I get that we Indians are a rather verbose lot. But is that any excuse for loading every sentence with unnecessary words? May I point out that both ‘revert’ and ‘reply’ work just fine without ‘back’, and ‘repeat’ need not be followed by ‘twice’. When you tell me you’re ‘eating’, I understand that you mean ‘food’, and not ‘crow’.
I also realise that the grammatical standards of text messaging are rather different—and strange. I read recently that ending a text message with a full-stop is considered rude and that using an exclamation mark—which I personally consider the last resort of the lazy, or people who don’t have the words to communicate what they really feel—makes you seem more sincere and engaged. I am also told that LOL is dead. People are still laughing out loud, but now they express their hilarity through Hahas and Hehes, and emojis, if they are youngsters or women (or both ).

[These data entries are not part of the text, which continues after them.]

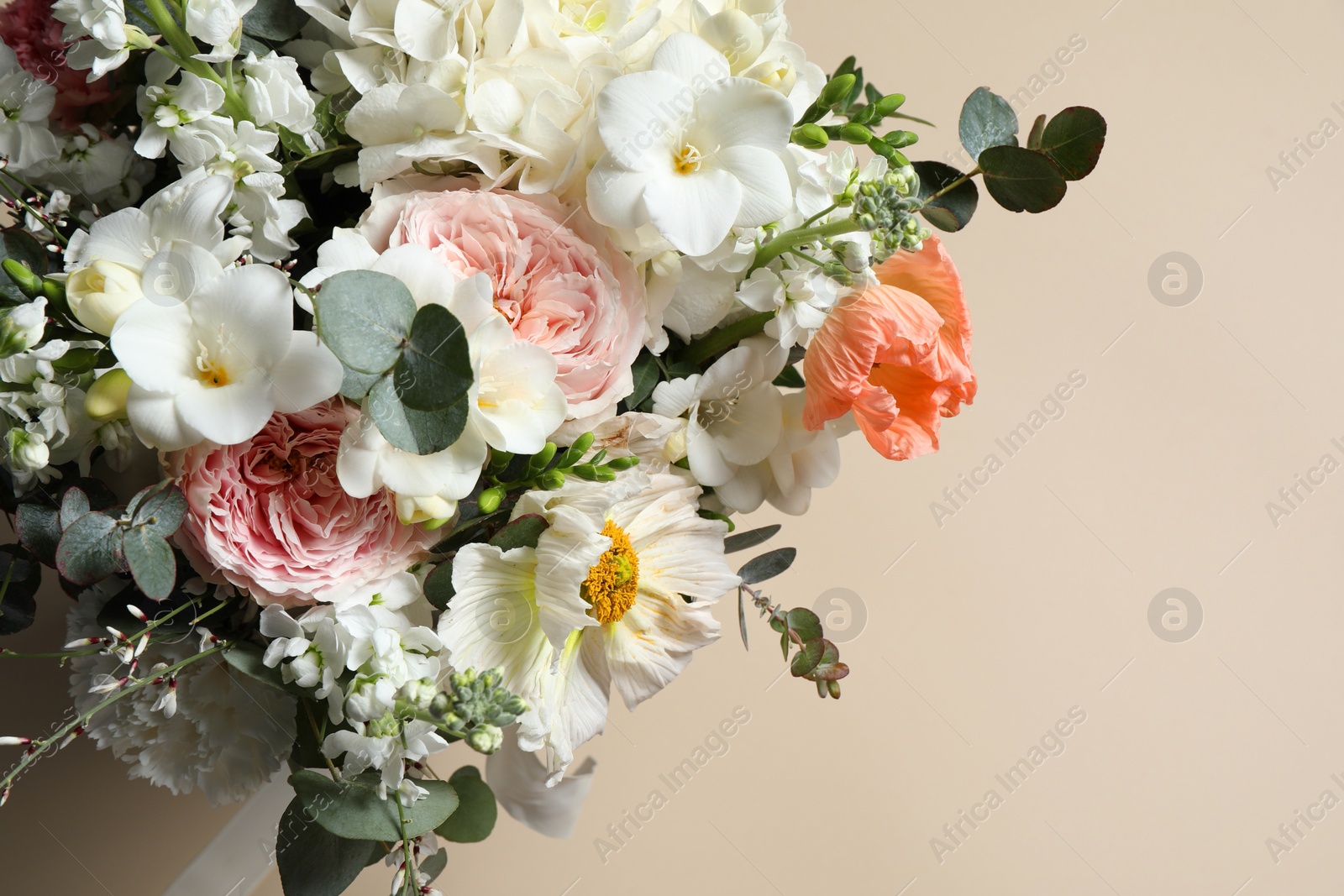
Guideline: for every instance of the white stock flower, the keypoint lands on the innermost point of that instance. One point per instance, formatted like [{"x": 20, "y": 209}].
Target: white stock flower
[
  {"x": 691, "y": 149},
  {"x": 24, "y": 103},
  {"x": 165, "y": 107},
  {"x": 104, "y": 22},
  {"x": 616, "y": 593},
  {"x": 401, "y": 123},
  {"x": 736, "y": 414},
  {"x": 213, "y": 352},
  {"x": 276, "y": 94},
  {"x": 218, "y": 23}
]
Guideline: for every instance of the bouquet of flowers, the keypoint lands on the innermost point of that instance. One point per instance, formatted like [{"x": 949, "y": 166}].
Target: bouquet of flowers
[{"x": 380, "y": 376}]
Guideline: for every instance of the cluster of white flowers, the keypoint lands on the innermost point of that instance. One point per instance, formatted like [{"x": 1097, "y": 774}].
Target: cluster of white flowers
[
  {"x": 206, "y": 727},
  {"x": 383, "y": 658}
]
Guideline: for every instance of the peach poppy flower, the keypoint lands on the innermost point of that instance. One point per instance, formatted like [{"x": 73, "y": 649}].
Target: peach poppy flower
[{"x": 898, "y": 355}]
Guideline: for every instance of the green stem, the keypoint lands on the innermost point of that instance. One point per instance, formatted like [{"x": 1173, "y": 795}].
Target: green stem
[
  {"x": 801, "y": 237},
  {"x": 954, "y": 184},
  {"x": 721, "y": 340},
  {"x": 39, "y": 747}
]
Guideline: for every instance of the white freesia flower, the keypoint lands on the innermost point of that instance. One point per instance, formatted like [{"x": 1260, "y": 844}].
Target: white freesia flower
[
  {"x": 104, "y": 22},
  {"x": 691, "y": 149},
  {"x": 213, "y": 352},
  {"x": 736, "y": 414},
  {"x": 801, "y": 301},
  {"x": 218, "y": 23},
  {"x": 625, "y": 575},
  {"x": 165, "y": 107},
  {"x": 276, "y": 94},
  {"x": 24, "y": 101},
  {"x": 107, "y": 264}
]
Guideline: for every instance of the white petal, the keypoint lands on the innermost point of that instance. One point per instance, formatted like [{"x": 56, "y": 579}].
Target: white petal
[
  {"x": 694, "y": 211},
  {"x": 307, "y": 374},
  {"x": 155, "y": 418},
  {"x": 766, "y": 192},
  {"x": 228, "y": 414}
]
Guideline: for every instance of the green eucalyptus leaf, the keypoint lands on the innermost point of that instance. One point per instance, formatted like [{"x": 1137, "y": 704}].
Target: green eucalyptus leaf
[
  {"x": 476, "y": 812},
  {"x": 645, "y": 372},
  {"x": 438, "y": 586},
  {"x": 151, "y": 560},
  {"x": 20, "y": 575},
  {"x": 953, "y": 210},
  {"x": 353, "y": 808},
  {"x": 743, "y": 540},
  {"x": 806, "y": 658},
  {"x": 1021, "y": 179},
  {"x": 365, "y": 317},
  {"x": 87, "y": 550},
  {"x": 410, "y": 430},
  {"x": 1074, "y": 140},
  {"x": 523, "y": 532},
  {"x": 768, "y": 566},
  {"x": 987, "y": 120},
  {"x": 312, "y": 860},
  {"x": 434, "y": 369}
]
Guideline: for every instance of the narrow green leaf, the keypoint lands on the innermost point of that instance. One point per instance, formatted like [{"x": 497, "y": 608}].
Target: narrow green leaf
[
  {"x": 987, "y": 120},
  {"x": 434, "y": 369},
  {"x": 768, "y": 566},
  {"x": 1021, "y": 181},
  {"x": 365, "y": 317},
  {"x": 476, "y": 812},
  {"x": 743, "y": 540}
]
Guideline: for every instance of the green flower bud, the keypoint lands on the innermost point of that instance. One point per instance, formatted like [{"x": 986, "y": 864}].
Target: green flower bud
[
  {"x": 837, "y": 92},
  {"x": 855, "y": 134},
  {"x": 107, "y": 398},
  {"x": 811, "y": 136},
  {"x": 890, "y": 103},
  {"x": 490, "y": 500}
]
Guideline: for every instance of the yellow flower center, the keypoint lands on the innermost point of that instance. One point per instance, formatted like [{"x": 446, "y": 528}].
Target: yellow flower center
[
  {"x": 687, "y": 161},
  {"x": 212, "y": 372},
  {"x": 612, "y": 584}
]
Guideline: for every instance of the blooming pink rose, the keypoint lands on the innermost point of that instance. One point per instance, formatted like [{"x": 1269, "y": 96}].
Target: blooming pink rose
[
  {"x": 34, "y": 34},
  {"x": 270, "y": 516},
  {"x": 558, "y": 280},
  {"x": 897, "y": 355}
]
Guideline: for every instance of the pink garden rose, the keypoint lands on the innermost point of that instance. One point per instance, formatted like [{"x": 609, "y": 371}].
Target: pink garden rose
[
  {"x": 558, "y": 280},
  {"x": 269, "y": 515}
]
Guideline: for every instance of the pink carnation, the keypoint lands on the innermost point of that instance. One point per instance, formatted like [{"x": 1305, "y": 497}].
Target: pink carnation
[
  {"x": 34, "y": 34},
  {"x": 269, "y": 515},
  {"x": 558, "y": 280}
]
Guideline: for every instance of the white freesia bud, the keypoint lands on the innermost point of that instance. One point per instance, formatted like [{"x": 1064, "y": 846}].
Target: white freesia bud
[
  {"x": 100, "y": 293},
  {"x": 27, "y": 450},
  {"x": 736, "y": 35},
  {"x": 412, "y": 511},
  {"x": 22, "y": 328},
  {"x": 276, "y": 94}
]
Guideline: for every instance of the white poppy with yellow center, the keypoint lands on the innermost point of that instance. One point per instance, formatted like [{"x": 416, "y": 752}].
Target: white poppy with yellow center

I don’t plan to stop frowning at the laxity of texting grammar and spelling (which thinks ‘your’ works just as well as ‘you’re’) but, going forward, I may have to stop frowning at reporters playing leapfrog from singular to plural. Last week, the American Dialect Society selected ‘they’ as its Word of the Year, saying it should be used ‘as a gender-neutral singular pronoun’. In translation, that means individuals whose gender is a trifle hazy to others (intentionally or otherwise) should be called ‘they’ instead of ‘he or she’.
Truth be told, the singular ‘they’ is already used by many people in speech. But that is more by error more than design. The Dialect Society’s choice is aimed at making the usage more deliberate. It applies, of course, to transgenders who feel neither he nor she quite fits their personality, and want to transcend the gender binary. But it is also meant to be used by people in general. In other words, painful though it is for me to admit, ‘Everyone can now do what they want’, instead of ‘what he or she wants’. It may be grammatically incorrect, but it has the blessings of the politically-correct set.
For those who refuse to pander to this sort of American new-age thinking, here’s a news flash: linguists say the use of ‘they’ pre-dates ‘he’ and the switchover happened only because the British Parliament, believing that men were better than women, passed a law to that effect. Whatever was they thinking?